Aconteceu naturalmente. Nada planejado. Decidiu-se fazer uma releitura. As pessoas gostaram e pediram mais. Séries e franquias. O conteúdo prevaleceu. Sai Angelina e Pitt. Entram Power Rangers e Angry Birds. No mundo do efêmero e fugaz, as pessoas, quando gostam, querem mais, mais e mais. O conteúdo prevaleceu sobre astros e estrelas. Valorizam-se os autores, depreciam-se os atores. Questão de u!

O tal do “star system” derrete; prevalece o “content system”. A narrativa, finalmente, ocupa todo o palco. Das cinco principais estreias previstas para 2017, no território da ficção científica, uma é absolutamente inusitada – correndo o risco de converter-se mais adiante em franquia – e as demais quatro, continuações. A inusitada e original é o filme Vida. E as continuações, ou franquias, Planeta dos Macacos, Alien, Star Wars e Blade Runner.

Pior ainda. Quando astros e estrelas prevalecem, poderiam ser totalmente substituídos por desconhecidos ou figurantes com reflexo zero nas bilheterias. Todos, a caminho da irrelevância. Um dos maiores sucessos deste ano, A Bela e a Fera, já se coloca entre as 30 maiores bilheterias de todos os tempos, com mais de US$ 1 bilhão, com um caminho ainda a percorrer.
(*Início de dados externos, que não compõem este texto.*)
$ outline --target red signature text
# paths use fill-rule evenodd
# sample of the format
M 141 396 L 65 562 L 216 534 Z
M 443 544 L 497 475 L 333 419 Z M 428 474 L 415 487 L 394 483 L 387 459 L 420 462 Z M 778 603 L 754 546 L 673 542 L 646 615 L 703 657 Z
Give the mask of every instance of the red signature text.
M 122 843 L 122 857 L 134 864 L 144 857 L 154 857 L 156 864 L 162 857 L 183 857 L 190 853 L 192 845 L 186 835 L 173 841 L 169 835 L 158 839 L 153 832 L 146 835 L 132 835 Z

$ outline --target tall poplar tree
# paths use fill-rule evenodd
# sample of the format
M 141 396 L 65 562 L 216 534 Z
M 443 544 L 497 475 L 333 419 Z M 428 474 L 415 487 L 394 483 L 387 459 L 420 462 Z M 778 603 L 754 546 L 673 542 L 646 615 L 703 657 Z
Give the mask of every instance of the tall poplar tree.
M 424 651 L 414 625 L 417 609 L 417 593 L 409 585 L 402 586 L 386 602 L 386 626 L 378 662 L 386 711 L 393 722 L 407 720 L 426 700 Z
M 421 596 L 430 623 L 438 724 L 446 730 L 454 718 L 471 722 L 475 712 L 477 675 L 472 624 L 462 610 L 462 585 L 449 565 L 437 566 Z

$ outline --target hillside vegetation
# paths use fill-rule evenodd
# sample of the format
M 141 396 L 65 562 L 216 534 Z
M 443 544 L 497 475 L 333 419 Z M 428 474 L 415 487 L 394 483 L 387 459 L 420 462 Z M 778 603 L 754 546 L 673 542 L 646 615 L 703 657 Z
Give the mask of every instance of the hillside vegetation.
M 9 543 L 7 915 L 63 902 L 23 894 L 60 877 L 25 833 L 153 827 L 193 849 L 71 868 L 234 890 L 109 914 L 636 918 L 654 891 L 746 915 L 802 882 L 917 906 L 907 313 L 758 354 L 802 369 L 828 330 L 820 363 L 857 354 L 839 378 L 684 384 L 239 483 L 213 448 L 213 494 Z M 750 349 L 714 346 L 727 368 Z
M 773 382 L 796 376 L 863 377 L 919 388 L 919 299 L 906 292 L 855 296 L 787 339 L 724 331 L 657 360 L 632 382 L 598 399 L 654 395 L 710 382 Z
No filme, cachês desnecessários de milhões de dólares para Ewan Mc Gregor, Emma Watson e Dan Stevens, descaracterizados por computação pesada. Em artigo na revista Vulture um balanço do que ocorreu com alguns dos últimos e aguardados lançamentos nos Estados Unidos e no primeiro trimestre deste ano, versus o cachê recebido por astros e estrelas.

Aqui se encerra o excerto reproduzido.